I learned about the camps: the Zyklon B gas, the way the doors were locks…
And so, as I lay in my bed in the dark and listened to everything that was said, a horrible realization and a wonderful revelation took place in my soul. The horror was the terrible vulnerability of the Jews, and the unthinkable things that had been done to them because of it. The wonder was that I was a Jew and I was still alive and well with my whole future ahead of me; that whatever had happened to my people in the past, I could now help to ensure it never happened again.
In the morning, I asked my mother what she and other American Jews, safe in their comfortable homes, had done to help the isolated Jews of Europe. “There was a protest,” she said vaguely. “In Madison Square Garden.”
I was ashamed. I would never let that happen again, I thought. When I grew up, I would make sure that my life and the lives of my people were inextricable. I would care. I would fight. I would risk. I would be strong. I would give all my love to my G-d, my people, my nation.
And so, in my early twenties I moved to Israel. I was always a little surprised that more of my American Jewish friends didn’t join me. After all, the history of the Jewish people was being written in the Jewish State, not in New York, or Maryland. I was always a little ashamed when American Jews felt that their checks entitled them to pretend that they were citizens of Israel, entitled to decide her political moves, to give her advice, and scold her.
I accepted the summer camps for American Jewish children who were sent for two months to undo years of a barren American upbringing which gave them so little in terms of information and inspiration and connection with the richness of their Jewish heritage. We had fought so many wars to give American Jews a summer camp. But I was happy that those two months actually did help stem the tide of assimilation, and that the children who came did find pride in being part of the Jewish people.

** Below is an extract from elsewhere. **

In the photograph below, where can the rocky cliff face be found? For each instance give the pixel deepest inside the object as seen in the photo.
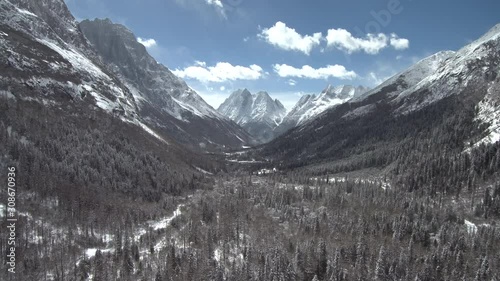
(164, 100)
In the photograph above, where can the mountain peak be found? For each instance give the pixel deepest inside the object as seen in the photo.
(258, 113)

And now, when the moment of truth has come and the entire world is once again smelling Jewish blood, and another six million Jews have become increasingly isolated and attacked and unfairly maligned, now when the solidarity of American Jewry actually means the world to her brothers and sisters in Israel, American Reform Jews have decided that Israel isn’t even worth summer camp.
Let’s be honest. I know what some of you are thinking: Is this woman off her rocker? Me, go into a war zone? Me, risk my children’s lives when Israel has become Beirut. Get real, lady! I see the same pictures you do on CNN -– the death and mayhem.

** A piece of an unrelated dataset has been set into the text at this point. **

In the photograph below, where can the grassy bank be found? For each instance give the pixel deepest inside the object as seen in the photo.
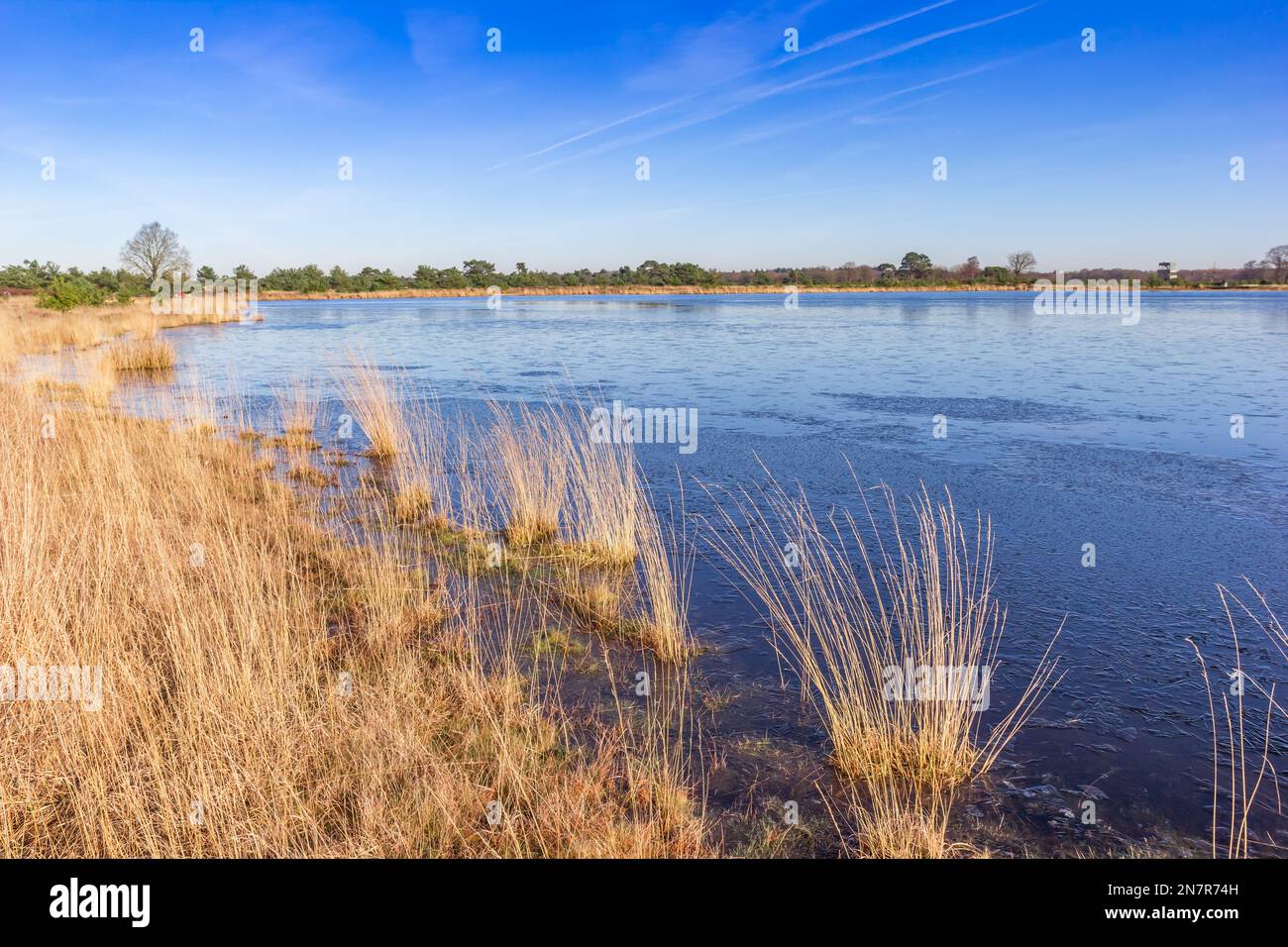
(268, 686)
(313, 654)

But the truth is, I walk the streets of Jerusalem. I send my son to school on the buses. I travel to Tel Aviv, and Haifa and Netanya. Millions of Israelis do it everyday and are fine. If I were to travel on the subways of New York late at night, or walk into certain neighborhoods in Baltimore, or Los Angeles or Miami I might not be fine. I might also risk being dead.
And so, I would like to reassure you. Israel, whatever our enemies tell you with the help of CNN, is not a war zone. We take precautions, just as you do in America. We don’t mingle in large crowds. Some of us feel more comfortable in taxis then buses. We don’t travel every road in the country fearlessly, but there are many, many roads in which you need have no fears at all. That is the truth. The big bombs get big news. But that doesn’t mean that on a day to day basis every one of us fears for our lives.
The truth is, youth groups are coming and going every single day, the participants cautiously guarded and directed, leaving with wonderful memories. The irony is that this is the best time in the world to come. The prices are great. Nothing is crowded. The tourist industry is at its most welcoming.
Millions of us in Israel turn to the Jews of North America, South America, England, South Africa, Australia and Europe and say: My brothers and sisters. The hour is at hand to see if we are truly a nation, an indivisible family. To show how deep your commitment goes. Because if Israel is the insurance policy for world Jewry; if her losses and sacrifices have been made to ensure every Jew a homeland, a place where when a Jew has to go there, the country has to take them in, then the time has come for you to do your part.
We are not asking you to put on a uniform and take a gun. Nor would we ask you to send your child into battle. We are asking you a very simple, reasonable thing. Come to Israel and see what a beautiful country we Jews have built. Only you can fill the flights to Israel. Only you can fill her hotels.
Come and show the world there is such a thing as the Jewish people and that they are not cowards. They have strength, and faith and courage. Show the affluent, influential Arabs nations and their European allies that the Jews have come home to stay and that, under attack, we don’t not cower. Our numbers swell.
Do this not only for Israel and her economy, and her people’s morale. Do it so that when your son or daughter asks you in years to come: ”Mommy, Daddy, what did you do when the Jews of Israel were under attack?” you can give them an answer which will make you, and them, feel proud.